Package Exports
- data-forge
This package does not declare an exports field, so the exports above have been automatically detected and optimized by JSPM instead. If any package subpath is missing, it is recommended to post an issue to the original package (data-forge) to support the "exports" field. If that is not possible, create a JSPM override to customize the exports field for this package.
Readme
data-forge
JavaScript data transformation and analysis toolkit inspired by Pandas and LINQ.
Works in both NodeJS and the browser.
This project is a work in progress, please don't use unless you want to be an early adopter. Please expect API changes. Please contribute and help guide the direction of data-forge.
Generated API docs
See here for generated API docs that are taking shape.
Contents
Table of Contents generated with DocToc
- Project Aims
- Driving Principles
- Implementation
- Installation
- Key Concepts
- Basic Usage
- Working with data
- Immutability and Chained Functions
- Data exploration and visualization
- Data transformation
- Examples
Project Aims
The aims of this project:
- To combine the best aspects of Pandas and LINQ and make them available in JavaScript and C#.
- To be able to load data, transform and save data.
- To be able to prepare data for visualization.
- Be able to load massive data files.
Driving Principles
The principles that drive decision making and tradeoffs:
- Simple, easy to learn, easy to use.
- Minimize the magic, everything should be understandable, the API should be orthogonal.
- High performance.
- Be able to use the same (or very similar) API in both Javascript and C#.
- The code you build during interactive data exploration should be transplantable to an app or microservice.
Implementation
General implementation goals:
- Immutable, every operation generates a new immutable data set.
- Lazy evaluation, to make the performance of immutability acceptable.
- Extensible via plugins for data sources and formats.

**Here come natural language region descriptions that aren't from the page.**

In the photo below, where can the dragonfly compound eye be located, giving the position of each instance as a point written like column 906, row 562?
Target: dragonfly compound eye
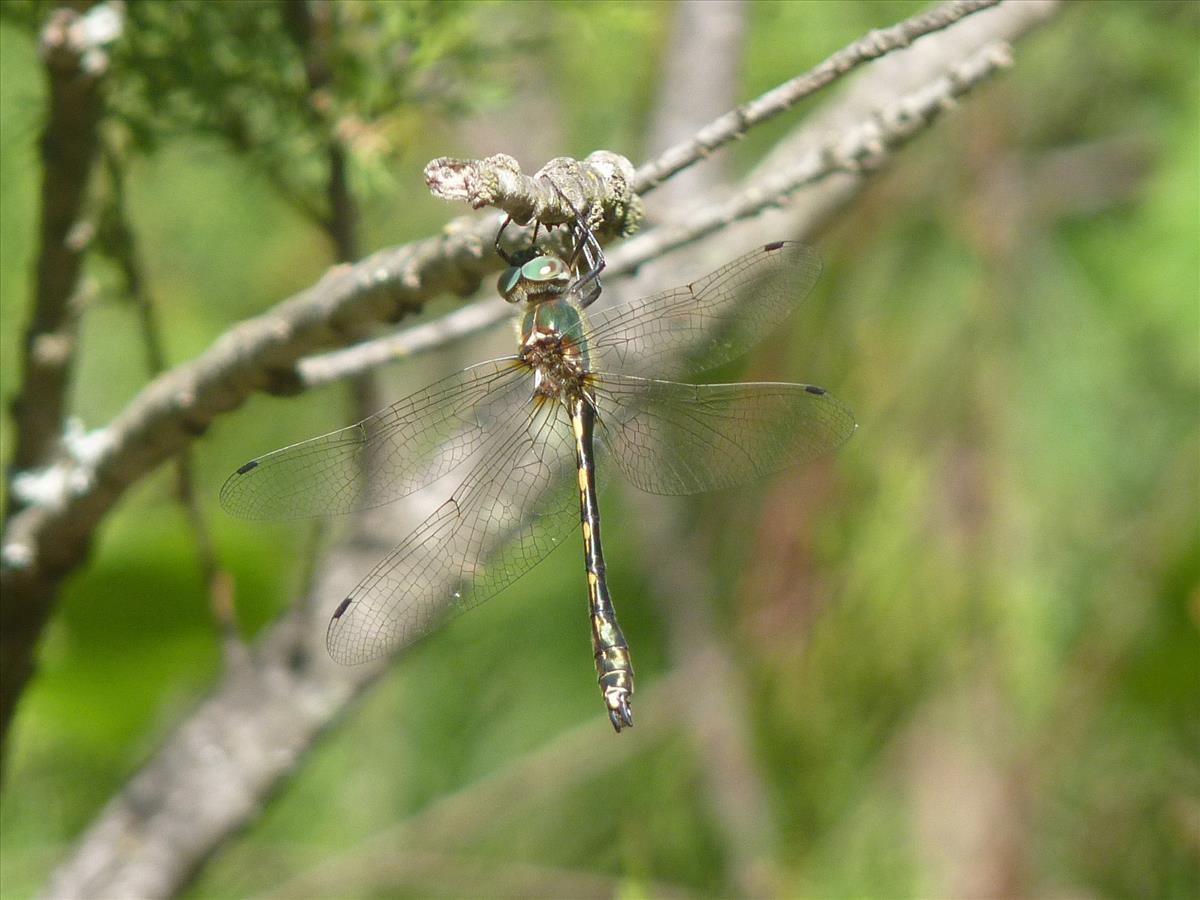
column 544, row 269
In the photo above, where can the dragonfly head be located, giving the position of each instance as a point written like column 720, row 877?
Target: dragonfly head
column 535, row 280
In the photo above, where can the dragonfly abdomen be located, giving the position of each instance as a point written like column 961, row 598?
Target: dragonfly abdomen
column 615, row 667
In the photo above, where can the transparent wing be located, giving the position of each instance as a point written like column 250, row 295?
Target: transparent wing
column 516, row 504
column 672, row 438
column 709, row 322
column 389, row 455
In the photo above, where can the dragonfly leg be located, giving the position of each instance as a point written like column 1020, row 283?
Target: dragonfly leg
column 615, row 669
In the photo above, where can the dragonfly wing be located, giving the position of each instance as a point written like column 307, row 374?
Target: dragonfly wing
column 389, row 455
column 514, row 507
column 709, row 322
column 672, row 438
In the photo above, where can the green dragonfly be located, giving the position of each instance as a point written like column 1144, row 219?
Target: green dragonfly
column 522, row 429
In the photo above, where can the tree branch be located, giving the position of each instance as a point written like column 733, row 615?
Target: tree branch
column 72, row 47
column 213, row 774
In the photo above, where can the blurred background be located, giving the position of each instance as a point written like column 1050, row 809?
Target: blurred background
column 960, row 658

The rest of the README defines the setup and usage of Data-Forge. Certain features described here are not implemented yet.
Installation
NodeJS installation and setup
Install via NPM:
npm install --save data-forge
Require the module into your script:
var dataForge = require('data-forge');
Data-Forge plugins under Node.js
Plugins are typically loaded into the Data-Forge namespace as follows, using data-forge-from-yahoo (todo: link to repo) as an example.
Install via NPM:
npm install --save data-forge-from-yahoo
Required and use:
var dataForge = require('data-forge');
dataForge.use(require('data-forge-from-yahoo'));
You can use functions defined by the plugin, eg
dataForge.fromYahoo('MSFT')
.then(function (dataFrame) {
// ... use the data returned from Yahoo ...
});
Browser installation and setup
Install via Bower:
bower install --save data-forge
Include the main script in your HTML file:
<script src="bower_components/data-forge/data-forge.js"></script>
You can now access the global dataForge
variable.
Data-Forge plugins under the browser
As in the Node.js example, plugins are typically loaded into the Data-Forge namespace. Example using data-forge-from-yahoo (todo: link to repo).
Install via Bower:
bower install --save data-forge-from-yahoo
Include in your HTML file:
<script src="bower_components/data-forge/data-forge.js"></script>
<script src="bower_components/data-forge-from-yahoo/data-forge-from-yahoo.js"></script>
Use functions defined by the plugin, eg:
dataForge.fromYahoo('MSFT')
.then(function (dataFrame) {
// ... use the data returned from Yahoo ...
});
Getting the code
Install via NPM and Bower as described in previous sections or clone, fork or download the code from GitHub:
https://github.com/Real-Serious-Games/data-forge-js
Key Concepts
This section explains the key concepts of Data-Forge.
Data Frame
This is the main concept. A matrix of data structured as rows and columns. Can be considered a sequence of rows. Has an implicit or explicit index. Think of it as a spreadsheet in memory.
Row
A single row of data in a data frame. Contains a slice of data across columns. Has an implicit or explicit index. An JavaScript object or an array of values is associated with each row.
Column
A single named column of data in a data frame. Contains a slice of data through all rows. A sequence of values is associated with a column. All values in a column are generally expected to have the same type, although this is not a requirement of data-forge-js.
Index
Used to index a data frame for operations such as merge. If not specified an integer index (starting at 0) is generated based on row position. An index can be explicitly set by promoting a column to an index.
Lazy Evaluation
Data frames and columns are only fully evaluated when necessary. Operations that are applied to data frames and columns are queued up and only executed when the full data is required, for example when serializing to csv or json (toCSV
or toJSON
) or when baking to values (toValues
or toObjects
). A data frame or column can be forcibly evaluated by calling the bake
function.
Iterator
An object that iterates the rows of a data frame or column. Iterators allow lazy evaluation (row by row evaluation) of data frames and columns. This is the same concept as an iterator in JavaScript or an enumerator in C#.
Basic Usage
Creating a Data Frame
The DataFrame constructor is passed a config object that specifies the initial contents of the data frame.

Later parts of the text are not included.